Strategies for earning interest on crypto balances have been around for several years, but they have gained a new appeal for customers in recent months as the market for digital currencies has tumbled from highs of over $60,000 per coin in late April. Bitcoin last week gave up all its gains from the market surge earlier this year to hover above $30,000 now.

Earning interest on crypto balances had gained in popularity among clients as a way to make money “when the market is not suitable for trading”, said Allen Ng, chief executive of Hong Kong-based crypto app Kikitrade, which recently launched an 8 per cent “savings account”.

Noah Perlman, chief operating officer at US-based Gemini, said offering interest products is “almost a no brainer in terms of allowing customers who are otherwise passively holding their crypto to earn interest”, attracting new customers to crypto. In terms of consumer protection, Perlman said “the regulation are a floor not a ceiling”.

Gemini Earn, which launched in February, had grown to roughly 100,000 customers and $2bn in assets, the company said, with a headline interest rate of 7.4 per cent.

More sophisticated traders have also seen the appeal of earning interest, rather than trying to play the market. “I was able to sell quite a bit of my stack at the top, so I’ve moved the stables into yield farms that are making me enough to live off,” said Taz, a crypto trader in west London.

He said stable coin yield farms that generate 25 per cent interest were the core of his income, but he also took some riskier bets. A recent investment of $10,000 has lost half its value over two weeks while generating $150 worth of daily interest. He is confident the price will eventually recover. 

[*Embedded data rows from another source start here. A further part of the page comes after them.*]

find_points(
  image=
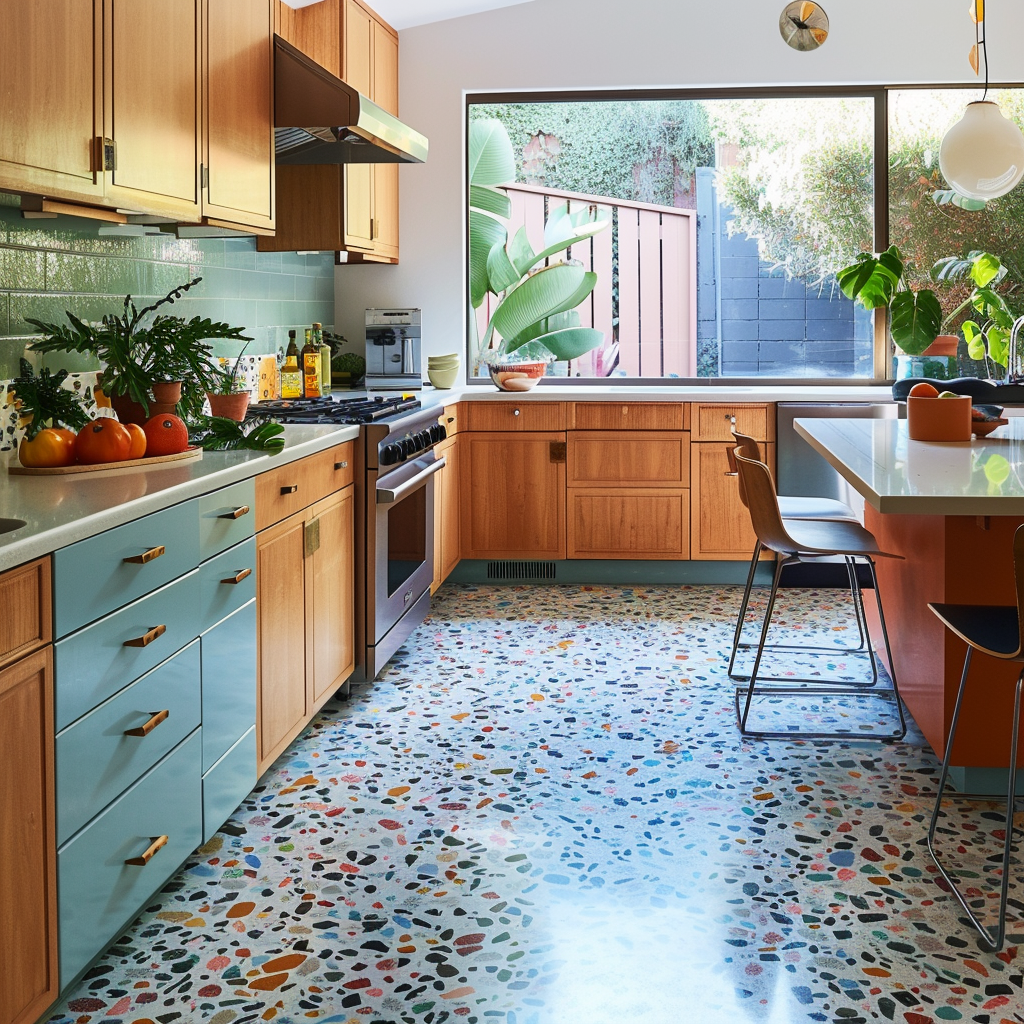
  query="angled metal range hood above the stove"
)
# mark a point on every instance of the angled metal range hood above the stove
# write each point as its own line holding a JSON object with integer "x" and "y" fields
{"x": 319, "y": 119}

While still appealing, the rates available have declined along with market prices. At the extreme end of the spectrum, one farm advertised on the yield farming website PancakeSwap in May offered punters willing to stake the popular meme coin Doge a 101,513 per cent annual interest rate paid in the site’s own coin, called Cake. In comparison, US corporate bonds rated triple-C or below — considered to be highly speculative investments — yield 6.4 per cent, according to Ice Data Indices.

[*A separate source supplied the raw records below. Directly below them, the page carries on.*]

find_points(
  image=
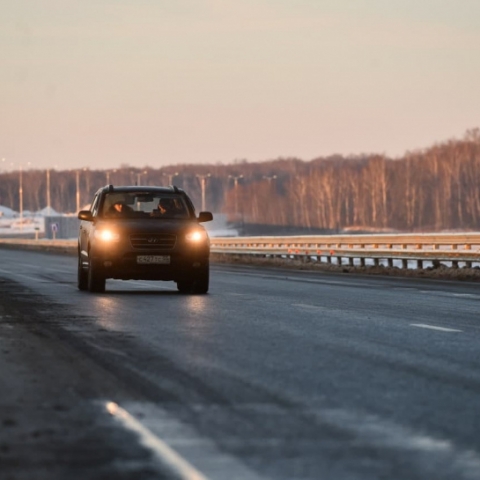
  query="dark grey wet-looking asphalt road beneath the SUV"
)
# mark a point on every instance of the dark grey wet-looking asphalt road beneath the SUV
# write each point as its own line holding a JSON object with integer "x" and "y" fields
{"x": 272, "y": 375}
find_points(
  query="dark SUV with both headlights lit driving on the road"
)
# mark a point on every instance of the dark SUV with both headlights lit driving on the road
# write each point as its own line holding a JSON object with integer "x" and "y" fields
{"x": 143, "y": 233}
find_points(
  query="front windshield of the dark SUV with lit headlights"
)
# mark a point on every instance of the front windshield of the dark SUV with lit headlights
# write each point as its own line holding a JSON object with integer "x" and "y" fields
{"x": 144, "y": 204}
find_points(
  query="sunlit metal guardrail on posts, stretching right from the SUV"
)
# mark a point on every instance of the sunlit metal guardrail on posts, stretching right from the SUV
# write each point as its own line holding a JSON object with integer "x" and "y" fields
{"x": 454, "y": 248}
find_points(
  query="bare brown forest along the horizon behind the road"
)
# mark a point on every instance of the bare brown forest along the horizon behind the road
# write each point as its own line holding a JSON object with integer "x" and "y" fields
{"x": 430, "y": 190}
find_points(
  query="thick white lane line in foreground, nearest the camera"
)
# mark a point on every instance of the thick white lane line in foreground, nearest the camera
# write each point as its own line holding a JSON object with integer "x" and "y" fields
{"x": 171, "y": 459}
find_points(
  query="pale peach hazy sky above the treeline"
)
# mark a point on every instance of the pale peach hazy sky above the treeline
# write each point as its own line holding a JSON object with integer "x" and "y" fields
{"x": 101, "y": 83}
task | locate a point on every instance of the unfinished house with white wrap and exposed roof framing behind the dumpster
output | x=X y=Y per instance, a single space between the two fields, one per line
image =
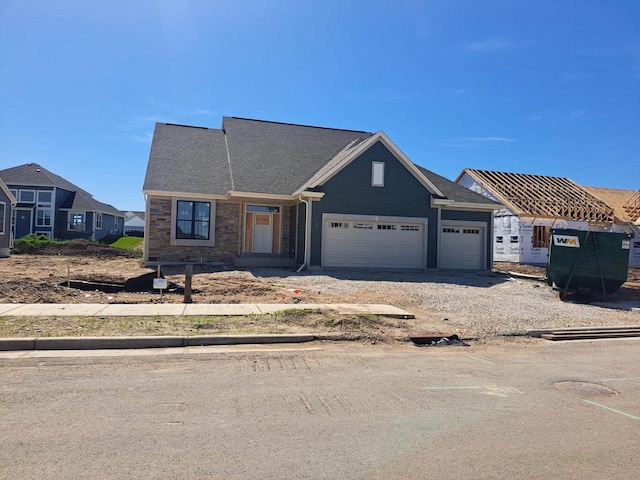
x=533 y=204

But releasing any gains made on paper from these mind-boggling returns often involves converting from niche coins back into traditional currencies, which can entail hefty fees. The rates available from yield farms tend to drop when they become more popular, since the protocol has less need to offer incentives to attract liquidity. Rates have also dropped on large platforms as demand to borrow crypto has fallen.

Major borrowers include crypto hedge funds involved in leveraged trading, and market makers or exchanges that need working capital or want to lend money to their trading customers. 

“There has been a lot of activity in the credit markets related to the bull run,” said Asen Kostadinov, head of strategy at digital investing platform Copper. 

For many lenders, balances have continued to swell as markets and borrowing activity dropped. Crypto lender Celsius, for example, said the assets on its platform had grown to $16bn from $10bn in March. 

Clients often have very little visibility into what platforms are doing with their money. “One of the issues in the industry at the moment is the lack of transparency around lending,” said Ryan McCall, chief executive of Zerocap, a crypto investment manager for wealthy clients. 

“As the book grows, platforms have to lend to counterparties that might be considered more high risk,” he added. 

Coinbase earlier this week launched a US product offering 4 per cent yield on US dollar-pegged stablecoins. The exchange said the higher yields on offer elsewhere may be because assets are “loaned to unidentified third parties”.

Opaque lending in highly volatile assets raises serious concerns about risks to the sector, even though many platforms retain high levels of collateral.

“There is a lot of risk from interconnectedness. It’s the same counterparties lending and borrowing to each other,” said an executive at a crypto trading firm.

“A really sharp negative movement in the market could prompt a domino effect.” The executive said some of the riskier lending looked like “an accident waiting to happen”.